The difficulty 1–3 range is where this gets almost absurd. Those 61 merge requests cost us roughly $326 total. That's the work that fills most engineering sprints, the kind your team spends entire weeks on. For less than the cost of a decent team lunch.
That's insane.
The inconvenient truth
The vast majority of normal engineering work is, frankly, menial.
Not useless. Not unskilled. It all needs to happen. But across two engineer profiles using every AI tool available, the average difficulty was 2.8 to 2.9 on a five-point scale. The mid group spent over 80% of their time at difficulty-3 or below. Even the senior group spent nearly 38% on work rated 2 or lower.
That's what your engineering P&L is paying for. The plumbing. And when an autonomous agent can do it at a fraction of the cost and at a comparable quality bar—the economics of human-powered plumbing stop making sense.
What this means for engineers
"AI is replacing engineers" is a lazy take. It misses what's actually happening.
AI is replacing the tasks that most engineers spend their time on. That's a different statement, and it leads to a different conclusion.
The engineers who thrive won't be the ones who grind through the most tickets.

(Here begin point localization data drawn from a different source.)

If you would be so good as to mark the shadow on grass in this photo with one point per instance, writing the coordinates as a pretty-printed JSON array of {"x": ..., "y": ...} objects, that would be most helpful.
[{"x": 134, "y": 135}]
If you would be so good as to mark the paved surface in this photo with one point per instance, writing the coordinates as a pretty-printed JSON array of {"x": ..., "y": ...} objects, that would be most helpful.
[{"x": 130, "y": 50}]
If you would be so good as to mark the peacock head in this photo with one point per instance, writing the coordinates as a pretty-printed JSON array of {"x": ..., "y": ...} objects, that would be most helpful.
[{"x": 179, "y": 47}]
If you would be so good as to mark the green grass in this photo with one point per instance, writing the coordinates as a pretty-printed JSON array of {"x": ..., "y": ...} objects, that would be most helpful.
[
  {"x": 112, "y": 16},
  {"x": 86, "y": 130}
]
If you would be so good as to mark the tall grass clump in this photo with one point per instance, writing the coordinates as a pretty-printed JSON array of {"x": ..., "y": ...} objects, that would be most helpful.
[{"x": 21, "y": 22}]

They'll be the ones who do the things AI can't:
- Architectural thinking. Holding six interacting systems in your head and making judgment calls about which abstractions will survive the next quarter. Only the senior group consistently operated at difficulty 5. That kind of reasoning is human territory, and it's the most valuable engineering work that exists.

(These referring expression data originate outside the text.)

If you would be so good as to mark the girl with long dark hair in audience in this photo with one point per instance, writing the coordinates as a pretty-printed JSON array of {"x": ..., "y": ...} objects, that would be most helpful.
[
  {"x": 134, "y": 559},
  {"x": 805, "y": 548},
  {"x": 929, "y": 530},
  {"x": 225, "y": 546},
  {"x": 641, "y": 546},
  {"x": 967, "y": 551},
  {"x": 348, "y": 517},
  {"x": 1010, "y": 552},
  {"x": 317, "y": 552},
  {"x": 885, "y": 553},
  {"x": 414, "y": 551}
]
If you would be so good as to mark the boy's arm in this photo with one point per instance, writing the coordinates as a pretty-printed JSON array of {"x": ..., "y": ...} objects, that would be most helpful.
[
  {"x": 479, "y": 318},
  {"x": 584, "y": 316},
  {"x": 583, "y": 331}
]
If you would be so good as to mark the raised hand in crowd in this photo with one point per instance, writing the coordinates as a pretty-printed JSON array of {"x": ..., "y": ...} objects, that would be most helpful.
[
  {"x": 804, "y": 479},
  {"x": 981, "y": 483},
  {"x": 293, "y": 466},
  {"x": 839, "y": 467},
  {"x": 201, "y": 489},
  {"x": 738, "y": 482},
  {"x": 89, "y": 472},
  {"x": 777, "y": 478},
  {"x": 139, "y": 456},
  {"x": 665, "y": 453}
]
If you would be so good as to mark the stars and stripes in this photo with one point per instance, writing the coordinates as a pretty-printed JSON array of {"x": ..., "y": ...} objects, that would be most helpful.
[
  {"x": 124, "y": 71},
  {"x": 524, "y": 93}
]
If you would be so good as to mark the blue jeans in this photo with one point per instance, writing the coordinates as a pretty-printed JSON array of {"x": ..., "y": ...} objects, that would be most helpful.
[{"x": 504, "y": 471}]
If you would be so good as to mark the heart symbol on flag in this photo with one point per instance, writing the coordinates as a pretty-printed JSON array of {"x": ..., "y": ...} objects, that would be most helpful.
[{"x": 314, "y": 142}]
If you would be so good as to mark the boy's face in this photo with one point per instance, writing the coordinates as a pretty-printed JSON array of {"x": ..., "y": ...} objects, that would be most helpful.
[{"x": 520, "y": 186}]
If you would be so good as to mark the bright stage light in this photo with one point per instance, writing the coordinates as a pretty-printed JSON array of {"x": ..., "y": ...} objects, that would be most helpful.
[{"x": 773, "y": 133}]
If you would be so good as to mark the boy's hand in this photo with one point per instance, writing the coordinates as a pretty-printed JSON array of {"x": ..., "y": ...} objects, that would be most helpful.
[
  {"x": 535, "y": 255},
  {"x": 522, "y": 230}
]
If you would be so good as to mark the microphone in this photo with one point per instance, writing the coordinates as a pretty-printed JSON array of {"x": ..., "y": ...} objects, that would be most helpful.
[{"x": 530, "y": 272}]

- Product judgment. Talking to customers. Defining what to build next. Understanding why a feature matters, not just how to implement it. Knowing what not to build. Supernaut can ship the MR, but it can't reliably decide whether the MR should exist.
- Closing the loop. The best engineering teams don't just write code. They shape the vision, define iterations based on real user feedback, and make the calls that turn a codebase into a product. No agent does that right now.
The future isn't engineers versus agents. It's engineers with agents. Your mid engineers stop burning months on integration plumbing and start leveling up on harder problems. Your senior engineers stop drowning in difficulty-2 bug fixes and context switching and start designing systems.
The transition will be messy
I'd be lying if I said this shift will be smooth.
There will be teams that over-correct—cut too many engineers too fast, hand Supernaut (or tools like it) tasks it can't handle, and watch quality crater. There will be engineers who resist the change entirely, convinced that AI can't touch "real" engineering, right up until it handles 78 merge requests in a month at their quality bar.
There will be uncomfortable conversations about what a mid-level engineering role even means when the difficulty 2s and 3s can be done autonomously for a few dollars each.
These conversations are coming. Stripe's Minions are merging a thousand PRs a week. We shipped 78 production MRs in our first full month—and ran out of work before Supernaut ran out of capacity. The trend line isn't subtle.
Where we go from here
At Supernaut, we've been working toward this moment since last summer. Through the skepticism, the technical dead ends, the months where nothing worked quite right. We believe autonomous end-to-end engineering is the future, and that future has already happened. The inflection point is here.
The question is: how long will you keep feeding your best engineers to the backlog?